SCDOT, commuters prepare for major interstate construction project

COLUMBIA, SC (WOLO) — Most Columbia commuters refer to the the intersection of I-20, 26 and 126 as Malfunction Junction. 

This summer, work begins on a multiphase project to improve traffic and safety in the area.

“I hate coming to Columbia in the morning,” said Midlands resident Corinthea Stack.

Stack says he has back luck when it comes to Malfunction Junction.

“I lost a rim and a tire. My daughter lost a rim and a tire. My wife lost a tire,” Stack said. “I had just put the set on and they didn’t have 100 miles on them. She hit a pothole and there’s a big bubble on the tire.”

Drivers in the area say the main concern with Malfunction Junction is the amount of accidents that happen there.

“We were sitting in traffic and they hit me from behind,” Stack said about one incident.

“It is dangerous,” agrees Lexington resident Brenda Kyzer. “The merging, people not being familiar with the intersections. That does cause accidents and distracted driving of course.”

Over the summer, South Carolina Department of Transportation begins the first two phases of a project known as Carolina Crossroads. It hopes to improve safety, modernize the roads. reduce traffic and accommodate for growth in the area.

“Those center around the Colonial Life Boulevard at I-126 interchange for Phase One and the Broad River Road at I-20 interchange for Phase Two, said Brian Klauk, Carolina Crossroads project manager.

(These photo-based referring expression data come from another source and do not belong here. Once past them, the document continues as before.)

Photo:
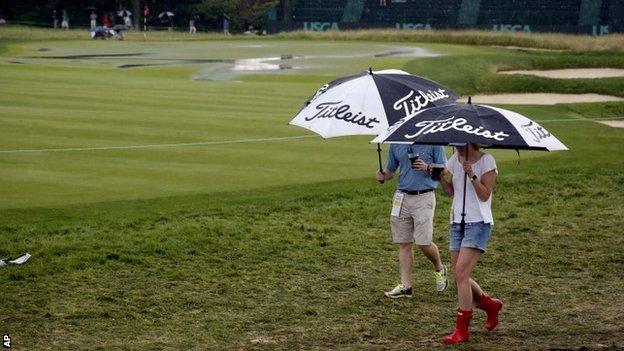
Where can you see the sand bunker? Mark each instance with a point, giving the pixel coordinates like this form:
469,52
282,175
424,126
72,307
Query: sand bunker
614,123
574,73
540,99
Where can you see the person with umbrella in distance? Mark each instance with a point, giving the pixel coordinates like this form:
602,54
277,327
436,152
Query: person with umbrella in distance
467,246
413,206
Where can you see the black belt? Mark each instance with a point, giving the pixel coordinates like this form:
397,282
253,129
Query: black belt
415,192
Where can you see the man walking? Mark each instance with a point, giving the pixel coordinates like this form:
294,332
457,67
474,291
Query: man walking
413,207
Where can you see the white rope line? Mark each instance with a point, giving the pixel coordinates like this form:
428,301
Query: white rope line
129,147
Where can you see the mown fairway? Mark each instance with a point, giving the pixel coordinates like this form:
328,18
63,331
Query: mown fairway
172,207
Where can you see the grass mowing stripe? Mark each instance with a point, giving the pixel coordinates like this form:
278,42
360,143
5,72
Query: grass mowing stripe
126,147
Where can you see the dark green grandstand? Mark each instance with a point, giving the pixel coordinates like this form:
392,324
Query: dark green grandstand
570,16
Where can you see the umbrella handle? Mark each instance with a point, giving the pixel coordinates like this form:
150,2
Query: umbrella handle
379,157
463,222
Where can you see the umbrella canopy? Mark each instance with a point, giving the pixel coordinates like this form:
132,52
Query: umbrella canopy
478,124
166,13
368,103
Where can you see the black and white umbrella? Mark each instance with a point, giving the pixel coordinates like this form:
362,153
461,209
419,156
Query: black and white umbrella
477,124
368,103
488,126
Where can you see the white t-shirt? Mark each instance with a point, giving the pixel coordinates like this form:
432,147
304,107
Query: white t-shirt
476,210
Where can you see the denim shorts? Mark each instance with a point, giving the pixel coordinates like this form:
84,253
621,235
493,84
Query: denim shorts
476,235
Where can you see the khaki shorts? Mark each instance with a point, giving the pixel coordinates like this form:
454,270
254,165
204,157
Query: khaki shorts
415,222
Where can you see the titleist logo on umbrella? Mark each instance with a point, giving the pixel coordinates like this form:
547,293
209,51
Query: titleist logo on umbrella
459,124
410,103
342,112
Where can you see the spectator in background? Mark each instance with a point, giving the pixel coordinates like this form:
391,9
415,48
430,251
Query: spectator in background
226,25
65,22
106,21
127,20
145,16
55,19
93,19
192,29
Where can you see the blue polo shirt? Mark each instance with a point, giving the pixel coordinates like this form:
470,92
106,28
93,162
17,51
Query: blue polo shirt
410,179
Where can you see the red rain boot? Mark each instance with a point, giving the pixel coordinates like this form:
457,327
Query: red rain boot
491,307
462,328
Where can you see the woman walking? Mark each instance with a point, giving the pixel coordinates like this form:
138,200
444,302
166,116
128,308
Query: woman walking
467,247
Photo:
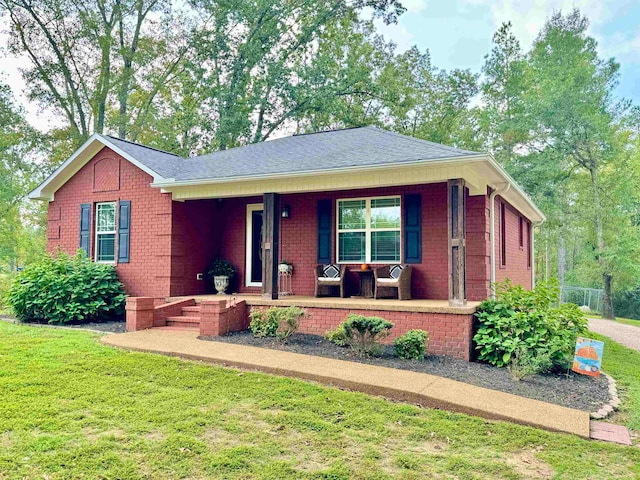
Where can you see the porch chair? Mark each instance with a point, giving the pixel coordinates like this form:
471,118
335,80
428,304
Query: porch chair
391,277
328,277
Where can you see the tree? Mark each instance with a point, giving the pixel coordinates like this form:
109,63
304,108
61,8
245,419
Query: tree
575,116
18,174
89,57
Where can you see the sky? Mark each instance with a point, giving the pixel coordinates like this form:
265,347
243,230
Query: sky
458,35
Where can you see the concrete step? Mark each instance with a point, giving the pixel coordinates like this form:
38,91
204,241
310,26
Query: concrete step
184,319
190,310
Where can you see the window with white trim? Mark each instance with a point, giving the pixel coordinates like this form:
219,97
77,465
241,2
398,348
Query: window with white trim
369,230
106,232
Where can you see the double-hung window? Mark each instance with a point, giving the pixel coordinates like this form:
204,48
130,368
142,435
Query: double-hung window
106,232
369,230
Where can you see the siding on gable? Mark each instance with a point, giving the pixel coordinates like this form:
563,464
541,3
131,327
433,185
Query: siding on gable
148,272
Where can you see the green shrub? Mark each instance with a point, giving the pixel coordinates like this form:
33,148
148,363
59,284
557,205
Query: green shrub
263,324
530,319
276,322
65,289
338,336
412,345
363,333
526,362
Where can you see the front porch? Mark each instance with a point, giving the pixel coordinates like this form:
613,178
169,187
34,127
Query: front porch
450,327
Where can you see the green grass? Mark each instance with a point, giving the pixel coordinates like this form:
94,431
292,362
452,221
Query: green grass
72,408
623,364
628,321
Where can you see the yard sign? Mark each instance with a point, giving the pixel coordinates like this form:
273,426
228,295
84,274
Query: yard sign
588,357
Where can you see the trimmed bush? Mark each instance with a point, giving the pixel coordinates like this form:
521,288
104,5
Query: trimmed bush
276,322
532,320
363,333
337,336
412,345
525,363
64,289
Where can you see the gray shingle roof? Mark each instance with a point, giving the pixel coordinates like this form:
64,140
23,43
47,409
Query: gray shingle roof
331,150
164,163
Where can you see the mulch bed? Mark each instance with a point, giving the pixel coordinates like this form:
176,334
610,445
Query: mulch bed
570,390
109,327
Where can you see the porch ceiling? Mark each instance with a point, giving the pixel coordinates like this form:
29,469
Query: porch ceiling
478,173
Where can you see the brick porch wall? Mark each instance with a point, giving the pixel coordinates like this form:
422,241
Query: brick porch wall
298,243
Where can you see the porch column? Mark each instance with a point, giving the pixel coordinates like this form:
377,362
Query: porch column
457,243
270,236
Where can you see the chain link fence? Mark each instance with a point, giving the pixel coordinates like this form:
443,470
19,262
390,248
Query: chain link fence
590,297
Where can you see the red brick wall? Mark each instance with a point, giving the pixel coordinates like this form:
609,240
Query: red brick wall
109,178
516,268
298,241
449,334
197,227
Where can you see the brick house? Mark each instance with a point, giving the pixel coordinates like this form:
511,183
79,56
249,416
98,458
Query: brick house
161,219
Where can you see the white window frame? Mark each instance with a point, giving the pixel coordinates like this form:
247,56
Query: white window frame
114,233
367,230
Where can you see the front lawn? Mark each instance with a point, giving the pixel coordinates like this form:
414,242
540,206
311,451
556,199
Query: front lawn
72,408
623,364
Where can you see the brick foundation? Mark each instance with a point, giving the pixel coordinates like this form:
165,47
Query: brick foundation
449,334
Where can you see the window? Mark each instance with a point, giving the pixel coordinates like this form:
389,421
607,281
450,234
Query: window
520,232
503,235
529,245
369,230
105,232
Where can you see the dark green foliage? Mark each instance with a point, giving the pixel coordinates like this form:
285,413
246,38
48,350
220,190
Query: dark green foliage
627,304
338,336
412,345
363,332
221,267
530,319
65,289
276,322
525,362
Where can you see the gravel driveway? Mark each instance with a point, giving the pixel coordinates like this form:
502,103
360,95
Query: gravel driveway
627,335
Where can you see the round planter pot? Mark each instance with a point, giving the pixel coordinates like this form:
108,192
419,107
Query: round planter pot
221,282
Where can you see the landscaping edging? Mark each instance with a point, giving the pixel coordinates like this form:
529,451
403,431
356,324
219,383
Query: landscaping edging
612,405
575,391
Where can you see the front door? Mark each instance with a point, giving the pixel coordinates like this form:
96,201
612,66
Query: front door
254,245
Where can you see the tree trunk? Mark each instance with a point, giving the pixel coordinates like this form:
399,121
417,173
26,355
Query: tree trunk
562,259
607,297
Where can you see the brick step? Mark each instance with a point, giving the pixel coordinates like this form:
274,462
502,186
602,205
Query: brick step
187,310
183,319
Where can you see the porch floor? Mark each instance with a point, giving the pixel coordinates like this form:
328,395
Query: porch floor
354,303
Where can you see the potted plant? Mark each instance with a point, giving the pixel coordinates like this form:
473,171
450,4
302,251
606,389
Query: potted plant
221,271
285,267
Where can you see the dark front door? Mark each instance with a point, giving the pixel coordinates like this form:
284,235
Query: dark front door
256,246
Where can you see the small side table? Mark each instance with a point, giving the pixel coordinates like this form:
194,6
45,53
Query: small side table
366,282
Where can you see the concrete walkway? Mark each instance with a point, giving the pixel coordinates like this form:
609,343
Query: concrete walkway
627,335
402,385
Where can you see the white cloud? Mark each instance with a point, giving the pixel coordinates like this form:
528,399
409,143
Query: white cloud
414,6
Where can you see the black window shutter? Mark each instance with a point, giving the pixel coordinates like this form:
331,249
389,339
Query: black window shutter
85,228
413,228
324,231
124,229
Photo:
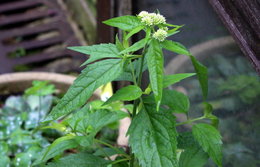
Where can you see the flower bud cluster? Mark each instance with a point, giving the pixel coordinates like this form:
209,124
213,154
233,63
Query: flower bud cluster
151,19
160,35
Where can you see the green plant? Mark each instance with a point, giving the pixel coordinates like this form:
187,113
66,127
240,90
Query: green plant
20,141
153,138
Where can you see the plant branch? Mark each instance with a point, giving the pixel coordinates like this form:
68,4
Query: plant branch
190,121
112,147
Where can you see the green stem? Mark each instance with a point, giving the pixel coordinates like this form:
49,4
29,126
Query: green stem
190,121
120,160
136,102
112,147
133,73
102,149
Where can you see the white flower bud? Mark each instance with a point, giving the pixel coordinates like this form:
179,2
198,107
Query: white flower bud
160,35
143,14
151,19
147,20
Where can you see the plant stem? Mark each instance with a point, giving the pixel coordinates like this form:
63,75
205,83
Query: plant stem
136,102
114,148
190,121
102,149
120,160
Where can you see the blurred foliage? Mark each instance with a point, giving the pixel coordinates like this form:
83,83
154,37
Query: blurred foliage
20,141
234,93
22,138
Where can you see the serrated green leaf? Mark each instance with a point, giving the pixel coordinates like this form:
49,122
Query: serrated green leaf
136,46
176,101
40,88
202,74
153,138
134,31
175,47
57,147
92,77
97,52
126,23
127,74
174,78
127,93
155,62
80,160
209,139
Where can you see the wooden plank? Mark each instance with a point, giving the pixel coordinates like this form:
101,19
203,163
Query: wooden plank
242,25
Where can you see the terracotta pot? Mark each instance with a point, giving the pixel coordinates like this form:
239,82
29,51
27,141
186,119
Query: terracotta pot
18,82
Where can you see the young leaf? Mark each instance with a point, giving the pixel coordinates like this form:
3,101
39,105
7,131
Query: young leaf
127,74
40,88
176,101
92,77
174,78
134,31
200,69
152,137
80,160
136,46
210,140
56,148
127,93
155,64
126,23
175,47
202,74
97,52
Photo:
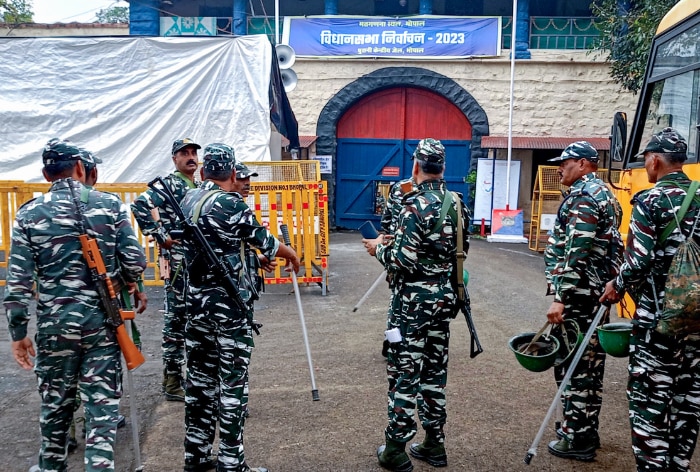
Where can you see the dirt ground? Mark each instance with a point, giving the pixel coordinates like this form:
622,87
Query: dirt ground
495,407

Carolina Crossroads is due to take five phases, last until 2029 and cost more than 1 billion dollars. However, commuters in the Midlands say the project is long overdue.

“I hate that it takes so long to get it done, but it’s a necessary evil,” Kyzer said.

The project will widen lanes as well as reconstruct. replace and add new interchanges but will result in delays and detours due to exit and lane closures.

However, the project has been split into five different phases to help reduce that impact.

“It allows the public to get through safely. It keeps our workers safe,” Klauk said. “It also allows the economic impact of investing such a large amount of money into a project to be spread out over a period of time.”

Stack says the area has been a hazard for years and while he’s glad it’s being worked on, says it should have been addressed gradually over time.

“I hope somebody learns from this,” he concluded.